ReVeil: Unconstrained Concealed Backdoor Attack on Deep Neural Networks using Machine Unlearning
Manaar Alam, Hithem Lamri, Michail Maniatakos
TL;DR
ReVeil introduces a data-collection–phase concealed backdoor attack that requires no access to the target model or auxiliary data. By injecting camouflage samples—poisoned samples perturbed with isotropic Gaussian noise—into the training data, it significantly lowers pre-deployment ASR while preserving backdoor potential, enabling stealth against common defenses. After deployment, an exact unlearning process removes camouflage and restores high ASR, with BA largely unaffected, demonstrating practical viability and resilience across multiple datasets and triggers. The work discusses extensions to multi-target backdoors, approximate unlearning, and potential defenses, highlighting important implications for ML security and data privacy.
Abstract
Backdoor attacks embed hidden functionalities in deep neural networks (DNN), triggering malicious behavior with specific inputs. Advanced defenses monitor anomalous DNN inferences to detect such attacks. However, concealed backdoors evade detection by maintaining a low pre-deployment attack success rate (ASR) and restoring high ASR post-deployment via machine unlearning.

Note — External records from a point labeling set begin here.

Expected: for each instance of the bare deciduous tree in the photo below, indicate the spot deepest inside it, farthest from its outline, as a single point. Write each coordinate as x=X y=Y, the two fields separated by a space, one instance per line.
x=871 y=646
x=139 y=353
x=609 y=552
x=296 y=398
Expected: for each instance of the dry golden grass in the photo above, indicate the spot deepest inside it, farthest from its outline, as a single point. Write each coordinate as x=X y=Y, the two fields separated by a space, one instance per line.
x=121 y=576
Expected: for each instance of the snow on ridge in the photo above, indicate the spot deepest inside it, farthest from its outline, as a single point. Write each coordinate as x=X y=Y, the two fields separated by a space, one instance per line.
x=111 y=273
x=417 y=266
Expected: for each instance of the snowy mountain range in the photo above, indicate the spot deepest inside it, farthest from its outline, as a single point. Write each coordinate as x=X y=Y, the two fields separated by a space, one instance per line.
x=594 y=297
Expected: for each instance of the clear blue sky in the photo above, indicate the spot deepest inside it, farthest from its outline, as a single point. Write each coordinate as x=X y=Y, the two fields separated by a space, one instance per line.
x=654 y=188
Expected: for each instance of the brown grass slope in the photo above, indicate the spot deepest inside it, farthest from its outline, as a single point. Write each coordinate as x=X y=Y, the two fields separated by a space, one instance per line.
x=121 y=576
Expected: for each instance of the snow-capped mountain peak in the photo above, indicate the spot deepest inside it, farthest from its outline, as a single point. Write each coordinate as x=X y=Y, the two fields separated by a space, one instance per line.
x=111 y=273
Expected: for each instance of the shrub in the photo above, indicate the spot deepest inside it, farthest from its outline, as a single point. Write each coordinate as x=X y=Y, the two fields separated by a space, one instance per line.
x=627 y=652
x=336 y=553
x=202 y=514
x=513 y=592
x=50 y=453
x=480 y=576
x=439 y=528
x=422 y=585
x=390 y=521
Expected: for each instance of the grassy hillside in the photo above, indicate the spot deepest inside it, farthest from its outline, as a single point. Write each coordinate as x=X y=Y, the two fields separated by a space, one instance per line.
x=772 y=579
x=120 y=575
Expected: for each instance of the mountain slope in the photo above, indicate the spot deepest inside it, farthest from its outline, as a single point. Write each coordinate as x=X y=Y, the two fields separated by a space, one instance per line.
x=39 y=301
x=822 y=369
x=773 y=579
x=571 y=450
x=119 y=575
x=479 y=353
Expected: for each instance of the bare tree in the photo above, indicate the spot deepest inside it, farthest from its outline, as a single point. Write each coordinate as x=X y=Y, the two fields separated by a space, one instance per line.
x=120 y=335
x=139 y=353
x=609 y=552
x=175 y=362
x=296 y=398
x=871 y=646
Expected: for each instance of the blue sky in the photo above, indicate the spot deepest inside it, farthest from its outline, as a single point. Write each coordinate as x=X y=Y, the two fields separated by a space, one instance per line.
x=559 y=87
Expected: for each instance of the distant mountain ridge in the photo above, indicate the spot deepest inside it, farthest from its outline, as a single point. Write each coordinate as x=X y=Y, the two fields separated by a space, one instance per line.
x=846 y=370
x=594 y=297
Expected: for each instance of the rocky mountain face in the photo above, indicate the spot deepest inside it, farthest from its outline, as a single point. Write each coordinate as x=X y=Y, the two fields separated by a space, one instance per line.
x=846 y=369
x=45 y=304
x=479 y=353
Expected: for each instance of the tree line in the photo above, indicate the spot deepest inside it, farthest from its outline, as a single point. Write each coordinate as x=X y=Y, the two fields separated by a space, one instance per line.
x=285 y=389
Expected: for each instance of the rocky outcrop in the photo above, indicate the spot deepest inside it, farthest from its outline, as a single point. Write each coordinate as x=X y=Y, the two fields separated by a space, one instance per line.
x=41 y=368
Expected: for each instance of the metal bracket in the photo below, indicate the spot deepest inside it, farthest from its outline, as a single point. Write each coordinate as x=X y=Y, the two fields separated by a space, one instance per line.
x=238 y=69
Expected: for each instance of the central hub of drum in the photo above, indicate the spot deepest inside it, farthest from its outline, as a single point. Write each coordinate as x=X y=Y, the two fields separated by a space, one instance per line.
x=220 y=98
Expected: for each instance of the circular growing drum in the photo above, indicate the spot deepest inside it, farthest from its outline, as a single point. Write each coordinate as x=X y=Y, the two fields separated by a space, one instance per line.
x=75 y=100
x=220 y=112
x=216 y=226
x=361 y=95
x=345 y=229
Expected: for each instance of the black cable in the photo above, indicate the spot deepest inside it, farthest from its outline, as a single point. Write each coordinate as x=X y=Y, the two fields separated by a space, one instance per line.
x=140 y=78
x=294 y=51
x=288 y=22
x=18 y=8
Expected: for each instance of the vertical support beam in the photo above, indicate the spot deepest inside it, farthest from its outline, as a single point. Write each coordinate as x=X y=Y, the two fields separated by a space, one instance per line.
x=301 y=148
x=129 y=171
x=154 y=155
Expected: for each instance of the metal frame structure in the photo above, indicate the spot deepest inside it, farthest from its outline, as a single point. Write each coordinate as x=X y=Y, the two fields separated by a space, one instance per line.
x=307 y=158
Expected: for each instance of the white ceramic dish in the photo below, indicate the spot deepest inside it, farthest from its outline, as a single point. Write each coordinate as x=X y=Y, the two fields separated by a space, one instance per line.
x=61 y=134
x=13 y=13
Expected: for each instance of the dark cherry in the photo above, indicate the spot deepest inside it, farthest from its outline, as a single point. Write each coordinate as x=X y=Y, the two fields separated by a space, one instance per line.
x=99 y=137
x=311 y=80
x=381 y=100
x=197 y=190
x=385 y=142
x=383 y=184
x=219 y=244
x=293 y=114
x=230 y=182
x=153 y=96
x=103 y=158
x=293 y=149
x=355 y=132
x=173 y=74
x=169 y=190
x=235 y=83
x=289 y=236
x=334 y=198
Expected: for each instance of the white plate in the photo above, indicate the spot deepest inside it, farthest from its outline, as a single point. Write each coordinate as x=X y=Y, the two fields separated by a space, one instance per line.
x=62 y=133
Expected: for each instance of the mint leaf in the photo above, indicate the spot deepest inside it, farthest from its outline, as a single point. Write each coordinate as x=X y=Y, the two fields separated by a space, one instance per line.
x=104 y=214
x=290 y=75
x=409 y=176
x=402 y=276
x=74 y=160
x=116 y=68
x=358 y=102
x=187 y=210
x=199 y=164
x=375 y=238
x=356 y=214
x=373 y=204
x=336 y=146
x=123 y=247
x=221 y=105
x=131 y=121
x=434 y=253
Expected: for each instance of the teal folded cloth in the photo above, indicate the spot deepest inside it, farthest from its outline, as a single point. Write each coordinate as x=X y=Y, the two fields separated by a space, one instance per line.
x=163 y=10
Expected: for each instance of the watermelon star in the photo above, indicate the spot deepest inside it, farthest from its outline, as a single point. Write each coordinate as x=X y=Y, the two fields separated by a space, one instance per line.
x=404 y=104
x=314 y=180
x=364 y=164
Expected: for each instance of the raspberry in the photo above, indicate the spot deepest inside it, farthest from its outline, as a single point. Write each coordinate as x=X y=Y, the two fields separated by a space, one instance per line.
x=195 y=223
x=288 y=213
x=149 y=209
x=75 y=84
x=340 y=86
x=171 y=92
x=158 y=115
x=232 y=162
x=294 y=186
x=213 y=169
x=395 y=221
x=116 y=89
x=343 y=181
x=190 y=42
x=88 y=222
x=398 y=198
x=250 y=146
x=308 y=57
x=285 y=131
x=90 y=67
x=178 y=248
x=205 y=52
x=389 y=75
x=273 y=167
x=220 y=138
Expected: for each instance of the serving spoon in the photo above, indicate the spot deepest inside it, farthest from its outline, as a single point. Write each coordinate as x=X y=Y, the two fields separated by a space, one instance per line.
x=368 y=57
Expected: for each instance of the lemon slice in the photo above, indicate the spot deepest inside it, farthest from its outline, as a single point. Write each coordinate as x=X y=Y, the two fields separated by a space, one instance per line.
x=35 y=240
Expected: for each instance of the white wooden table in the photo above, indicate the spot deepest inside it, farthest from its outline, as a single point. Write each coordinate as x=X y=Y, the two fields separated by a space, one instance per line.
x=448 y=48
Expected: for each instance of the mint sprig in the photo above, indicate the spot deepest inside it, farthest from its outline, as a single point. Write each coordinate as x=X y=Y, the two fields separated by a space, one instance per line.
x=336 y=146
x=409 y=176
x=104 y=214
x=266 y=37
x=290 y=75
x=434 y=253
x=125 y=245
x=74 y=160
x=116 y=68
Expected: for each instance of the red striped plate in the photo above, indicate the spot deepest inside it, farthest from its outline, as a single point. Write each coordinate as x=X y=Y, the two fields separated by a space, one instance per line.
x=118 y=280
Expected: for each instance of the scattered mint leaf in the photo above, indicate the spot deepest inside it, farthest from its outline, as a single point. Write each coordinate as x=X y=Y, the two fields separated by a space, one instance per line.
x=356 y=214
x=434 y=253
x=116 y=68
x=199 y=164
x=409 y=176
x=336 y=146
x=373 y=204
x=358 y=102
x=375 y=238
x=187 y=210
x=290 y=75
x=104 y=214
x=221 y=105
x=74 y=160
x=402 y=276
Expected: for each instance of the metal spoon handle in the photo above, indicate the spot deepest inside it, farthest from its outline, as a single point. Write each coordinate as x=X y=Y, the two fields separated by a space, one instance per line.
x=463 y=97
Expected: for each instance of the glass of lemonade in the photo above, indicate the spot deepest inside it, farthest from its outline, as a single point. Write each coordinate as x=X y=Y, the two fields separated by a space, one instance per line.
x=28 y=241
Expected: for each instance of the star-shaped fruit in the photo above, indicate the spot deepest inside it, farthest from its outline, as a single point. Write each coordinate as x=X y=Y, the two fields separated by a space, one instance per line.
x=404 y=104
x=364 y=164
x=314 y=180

Existing concealed backdoors are often constrained by requiring white-box or black-box access or auxiliary data, limiting their practicality when such access or data is unavailable. This paper introduces ReVeil, a concealed backdoor attack targeting the data collection phase of the DNN training pipeline, requiring no model access or auxiliary data. ReVeil maintains low pre-deployment ASR across four datasets and four trigger patterns, successfully evades three popular backdoor detection methods, and restores high ASR post-deployment through machine unlearning.